Non essendoci piazzole siamo atterrati in una piccolissima radura piena di rovi e rami secchi.
Quel giorno si doveva portare all’interno del carcere del materiale edile, sacchi di cemento soprattutto per eseguire parziali interventi di restauro. Il materiale doveva essere prelevato nel porto di Ventotene e agganciato a una lunga fune portato con l’elicottero all’interno della struttura.

Sono rimasto nell’edificio svariate ore fino alla conclusione di questa operazione.
Intervallati dal frastuono dell’elicottero ci sono stati molti momenti di silenzio, quando l’elicottero era a Ventotene, o silenzi ancora più lunghi quando l’elicottero doveva rifornirsi di carburante.
Questo mi ha permesso di provare sensazioni uniche.

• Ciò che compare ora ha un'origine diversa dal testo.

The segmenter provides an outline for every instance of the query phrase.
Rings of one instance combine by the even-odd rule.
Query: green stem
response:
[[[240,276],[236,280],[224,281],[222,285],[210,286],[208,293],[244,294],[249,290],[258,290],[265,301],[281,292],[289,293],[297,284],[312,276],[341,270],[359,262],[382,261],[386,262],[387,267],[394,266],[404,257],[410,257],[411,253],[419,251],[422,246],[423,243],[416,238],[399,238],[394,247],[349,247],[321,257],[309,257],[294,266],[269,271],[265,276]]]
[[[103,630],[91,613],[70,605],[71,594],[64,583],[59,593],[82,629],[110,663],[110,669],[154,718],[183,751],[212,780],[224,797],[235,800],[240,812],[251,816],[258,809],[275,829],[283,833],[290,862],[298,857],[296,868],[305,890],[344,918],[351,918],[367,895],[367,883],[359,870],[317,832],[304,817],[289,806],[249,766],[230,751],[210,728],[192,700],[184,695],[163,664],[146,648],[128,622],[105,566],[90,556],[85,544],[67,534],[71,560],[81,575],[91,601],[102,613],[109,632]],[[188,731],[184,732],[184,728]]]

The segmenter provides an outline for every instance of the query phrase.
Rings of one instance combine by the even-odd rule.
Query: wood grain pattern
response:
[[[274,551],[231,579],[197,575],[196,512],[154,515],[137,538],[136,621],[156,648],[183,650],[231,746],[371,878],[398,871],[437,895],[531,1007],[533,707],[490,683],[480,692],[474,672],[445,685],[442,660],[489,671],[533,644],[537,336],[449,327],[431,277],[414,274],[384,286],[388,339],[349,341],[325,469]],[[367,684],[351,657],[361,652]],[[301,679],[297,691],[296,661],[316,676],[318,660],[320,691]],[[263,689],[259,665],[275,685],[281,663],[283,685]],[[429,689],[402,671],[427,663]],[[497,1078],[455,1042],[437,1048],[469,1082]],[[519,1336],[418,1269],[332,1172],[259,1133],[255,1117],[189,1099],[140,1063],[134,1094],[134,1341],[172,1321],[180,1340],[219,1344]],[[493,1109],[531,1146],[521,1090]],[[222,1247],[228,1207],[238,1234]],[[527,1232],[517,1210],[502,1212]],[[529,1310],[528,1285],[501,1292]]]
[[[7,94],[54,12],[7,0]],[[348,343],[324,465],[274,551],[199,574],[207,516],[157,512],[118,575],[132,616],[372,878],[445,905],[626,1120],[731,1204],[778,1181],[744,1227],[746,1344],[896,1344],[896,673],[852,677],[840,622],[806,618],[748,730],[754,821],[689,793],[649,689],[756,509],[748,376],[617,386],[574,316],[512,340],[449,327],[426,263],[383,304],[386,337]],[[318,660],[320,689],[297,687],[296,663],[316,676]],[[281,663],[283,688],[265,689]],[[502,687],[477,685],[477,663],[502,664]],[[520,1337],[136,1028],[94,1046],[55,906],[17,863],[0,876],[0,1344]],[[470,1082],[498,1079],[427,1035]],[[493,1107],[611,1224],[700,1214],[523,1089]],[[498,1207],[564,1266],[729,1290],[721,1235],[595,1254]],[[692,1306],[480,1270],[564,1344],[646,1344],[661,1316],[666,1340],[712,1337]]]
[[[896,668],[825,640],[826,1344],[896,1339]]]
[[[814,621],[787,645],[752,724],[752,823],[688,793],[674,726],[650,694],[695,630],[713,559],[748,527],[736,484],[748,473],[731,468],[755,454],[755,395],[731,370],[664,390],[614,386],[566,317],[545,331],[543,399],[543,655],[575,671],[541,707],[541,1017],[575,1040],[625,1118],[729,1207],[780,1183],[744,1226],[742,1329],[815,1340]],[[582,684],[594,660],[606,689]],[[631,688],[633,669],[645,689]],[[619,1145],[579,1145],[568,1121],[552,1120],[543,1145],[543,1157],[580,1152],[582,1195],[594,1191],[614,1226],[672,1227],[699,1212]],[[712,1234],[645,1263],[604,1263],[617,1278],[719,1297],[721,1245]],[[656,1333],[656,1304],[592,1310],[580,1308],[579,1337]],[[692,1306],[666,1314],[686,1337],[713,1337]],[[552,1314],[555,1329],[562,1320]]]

Carcere di Santo Stefano 2 foto di Giancarlo Giupponi
Le riprese che ho fatto in quella occasione possono dare solo una lontana percezione di ciò che si prova in questi casi. Ricordo di aver avuto modo di meditare sull’inestimabile valore della libertà. La libertà di andare e venire come si vuole è qualcosa che prendiamo spesso come una cosa scontata. Molte persone recluse nel carcere non avevano commesso reati gravi, ma spesso erano lì solo perché individui scomodi per regimi che non tolleravano la libertà di pensiero.  Alcuni morirono in questo luogo e furono sepolti poi nel piccolo cimitero adiacente al carcere in tombe senza nome. Ho parlato di questa ed altre mie impressioni nel video che ho realizzato nei giorni successivi a quella visita così speciale.